One of the very many ways in which everything continues to go wrong for the current government is that owing to its recent propensity to change prime minister every few months, they have lost track of which policy was only really announced for lols and which ones they’re actually meant to be doing.

Deporting asylum seekers to Rwanda, for example, was announced just hours after Boris Johnson became the first prime minister ever to have received a criminal sanction while in office. On that occasion, the astonishment and widespread disgust was kind of the idea, but three prime ministers and four home secretaries (two of whom are the same person) later, they appear to actually be going ahead with that one, even though it’s almost certainly impossible.

We can only assume that the most recent Big Idea, as leaked in the last 24 hours, carries on in that now rich tradition of government by rolling horror show. Rishi Sunak is doing his best to come up with ways to make the over-50s return to the workforce.

There are record numbers of voluntarily out-of-work 50-plus-year-olds, which is defined as someone over 50 who is not working, not claiming out-of-work benefit and not actively seeking to return to the job market either. This has significant negative effects on the economy.

So how do you solve it? One of the grand schemes Downing Street wants you to know it is considering (even if it actually isn’t) is – wait for it – scrapping income tax for the over-50s. Yes, you’ve read that right. If you happen to be reading this in any kind of office environment now, do consider glancing up from your screen, scanning the horizon, and making a little mental tally of precisely who it is you can see who could really do with a massive tax break and who couldn’t, and see if the people in your life who really could do with yet more subsidies are the over-50s.

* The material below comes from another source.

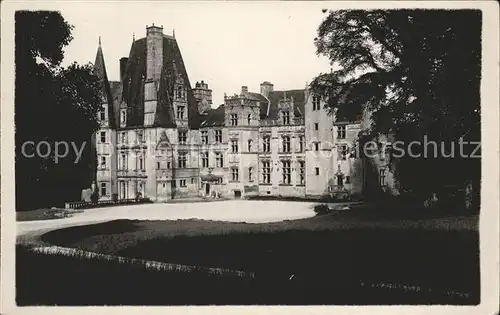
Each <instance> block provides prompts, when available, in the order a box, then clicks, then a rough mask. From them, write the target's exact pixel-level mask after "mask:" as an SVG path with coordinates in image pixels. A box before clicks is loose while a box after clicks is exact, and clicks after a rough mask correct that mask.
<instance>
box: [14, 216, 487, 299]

It’s not even just the staggering injustice that’s the main problem, though that is a massive one. For a very long time now, polls have indicated that the number of people aged 45 and under in the UK who are considering voting Conservative is so small that there is no guarantee that even Rishi Sunak himself is one of them. One of the many reasons both Kwasi Kwarteng and his mini-Budget had to swiftly be erased was its suicidal politics, as well as economics. Scrapping the top rate of income tax might genuinely have boosted economic growth, but to do so in the middle of a massive cost of living crisis would also have booted the Conservatives out of government very quickly indeed.

The causes for over-50s leaving the workforce in large numbers are many, and they’re not to do with income tax. A large number of them are simply waiting around for major operations that are preventing them working, and they will be waiting around for a lot longer yet. One way to get them back would be to actually sort out the NHS, but that isn’t going to happen.

Another – and this is more widespread than you think – is that they’re very financially secure thank you very much. Millennials and Gen Zers traditionally get angry with boomers for the crime of their massively inflated housing wealth. This is unfair. Your average 50-something homeowner not only got in on that particular act, but also stands a very good chance of having inherited their sadly dead parents’ massively overinflated housing wealth too – and that’s in cold hard cash, not bricks and mortar.

Purely on an anecdotal level, I could name quite a few over-50s who’ve sold their house in Hackney that they bought for ninety grand for 10 times its value and taken themselves out of the workforce and off to the countryside.

What’s needed is not necessarily a tax subsidy to lure them back, but the building of hundreds of thousands – if not millions – more houses, to bring this complete intergenerational con to an end. How likely that is to happen, at the hands of a guy who spent most of his two summer leadership contests coming up with new, ingenious planning laws that made it harder, not easier, to build more houses, well, we shall see.

Privately, Tories talk of being out of power for a generation in two years’ time. That sort of talk is overblown. Voters get fed up with governments, and they retreat to oppositions, and it never takes a generation. It does, however, seem quite preposterous that they should choose to spend these two years cementing their reputation for caring only about middle-aged and elderly homeowners. They may be the only people in the country who vote Tory, but they are not going to be around forever.